In summer 2015, Apollo's Fire reached heightened international attention with its sold-out debuts at the Tanglewood Festival, the BBC Proms in London, and the Aldeburgh Festival, as well as the Festival Paesaggi Musicali Toscani in Tuscany. The tour program, “A Night at Bach’s Coffeehouse,” featured Brandenburg Concerto no. 5 with Jeannette Sorrell as harpsichord soloist. The Boston Musical Intelligencer wrote that Apollo's Fire "conquered Tanglewood,"
In 2015 Apollo's Fire also performed sold-out concerts at the Library of Congress and the Metropolitan Museum of Art in New York City. In spring 2016, Sorrell led the orchestra in her dramatic conception of J.S. Bach's St John Passion, to critical acclaim from The New York Times which wrote, "Magnificent... the production belonged entirely to Ms. Sorrell, who devised the concept, which she called 'a dramatic presentation'... the orchestra was excellent... exquisite moments."
In 2017, Apollo's Fire returned to the Tanglewood Festival and made its debut at the Ravinia Festival. Both concerts were sold out. The ensemble is scheduled to make its Carnegie Hall debut on March 22, 2018, and that concert is already sold out as of August 2017.
In its hometown of Cleveland, Ohio, Apollo's Fire has been unusually successful in building a large, grassroots audience, thanks to creative programming and the group's animated performance style. In the 2016-17 season the ensemble sold over 15,000 tickets at its home series.

Recordings

Apollo's Fire won a GRAMMY Award in 2019. The ensemble has released 26 commercial CDs, mostly on British label AVIE. Eight of the ensemble's CD releases have become best-sellers on the classical Billboard chart: the Claudio Monteverdi Vespers, J.S. Bach's Brandenburg Concertos & Harpsichord Concertos, a disc of G.F. Handel arias with soprano Amanda Forsythe titled The Power of Love, and Jeannette Sorrell's four crossover programs: Come to the River – An Early American Gathering ; Sacrum Mysterium: A Celtic Christmas Vespers ; Sugarloaf Mountain – An Appalachian Gathering ; and Sephardic Journey – Wanderings of the Spanish Jews.
In 2016, the album Sephardic Journey was praised by BBC Music Magazine as “revelatory… convivially theatrical… The soloists and instrumentalists are first-class, and Sorrell’s arrangements are full of zip and colour” and Sorrell's work was favorably compared to that of Jordi Savall.
In 2019, Apollo’s Fire won a GRAMMY, shared with singer Karim Sulayman and conductor Jeannette Sorrell, for the 2018 album ‘’Songs of Orpheus’’.
Other recordings include Bach's St.

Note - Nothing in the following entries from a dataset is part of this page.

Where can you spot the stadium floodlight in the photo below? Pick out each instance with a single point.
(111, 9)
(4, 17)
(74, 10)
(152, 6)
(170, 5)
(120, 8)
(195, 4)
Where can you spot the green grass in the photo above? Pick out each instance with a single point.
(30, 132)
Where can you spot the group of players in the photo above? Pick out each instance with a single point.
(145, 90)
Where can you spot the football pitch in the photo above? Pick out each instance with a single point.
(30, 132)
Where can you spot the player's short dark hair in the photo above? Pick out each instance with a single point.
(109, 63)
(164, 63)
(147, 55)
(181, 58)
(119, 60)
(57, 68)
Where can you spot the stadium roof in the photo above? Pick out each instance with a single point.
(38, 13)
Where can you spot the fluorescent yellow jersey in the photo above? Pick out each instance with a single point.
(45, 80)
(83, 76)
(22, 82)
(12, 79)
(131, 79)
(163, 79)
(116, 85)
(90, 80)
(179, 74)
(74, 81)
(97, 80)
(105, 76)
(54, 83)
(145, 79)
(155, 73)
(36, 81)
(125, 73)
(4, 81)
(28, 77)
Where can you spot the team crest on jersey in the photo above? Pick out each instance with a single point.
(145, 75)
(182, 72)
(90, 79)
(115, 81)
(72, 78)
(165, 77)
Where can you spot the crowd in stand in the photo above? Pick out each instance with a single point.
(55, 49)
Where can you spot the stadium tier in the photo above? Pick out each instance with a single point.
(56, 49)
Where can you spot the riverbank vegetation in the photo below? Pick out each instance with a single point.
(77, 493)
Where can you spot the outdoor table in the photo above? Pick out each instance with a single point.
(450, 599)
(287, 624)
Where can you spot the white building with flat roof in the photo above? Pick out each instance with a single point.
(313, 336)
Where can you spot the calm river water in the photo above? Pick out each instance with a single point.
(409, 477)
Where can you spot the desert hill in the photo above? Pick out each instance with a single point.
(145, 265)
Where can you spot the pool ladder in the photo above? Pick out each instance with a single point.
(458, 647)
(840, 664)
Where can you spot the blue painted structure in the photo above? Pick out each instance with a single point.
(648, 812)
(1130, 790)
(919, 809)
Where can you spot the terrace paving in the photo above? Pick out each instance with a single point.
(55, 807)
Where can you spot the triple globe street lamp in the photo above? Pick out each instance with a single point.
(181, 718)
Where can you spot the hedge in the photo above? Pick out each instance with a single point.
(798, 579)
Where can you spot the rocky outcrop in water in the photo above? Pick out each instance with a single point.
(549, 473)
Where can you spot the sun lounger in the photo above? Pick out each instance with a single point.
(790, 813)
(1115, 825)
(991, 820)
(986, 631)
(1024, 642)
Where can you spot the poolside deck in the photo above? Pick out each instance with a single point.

John Passion; Michael Praetorius's Christmas Vespers ; Antonio Vivaldi's La Folia and Other Concertos; Wolfgang Amadeus Mozart's Requiem ; Monteverdi's L'Orfeo ; Handel's Dixit Dominus and Coronation Anthems; G.P. Telemann's Don Quixote and other suites and concertos; and albums of Mozart symphonies and concertos.

Controversy

In 2019 the orchestra was engaged by Baldwin-Wallace University to perform Bach’s B Minor Mass at the Baldwin-Wallace Bach Festival. The event was the subject of a controversy because that work is traditionally performed by students on a four-year cycle.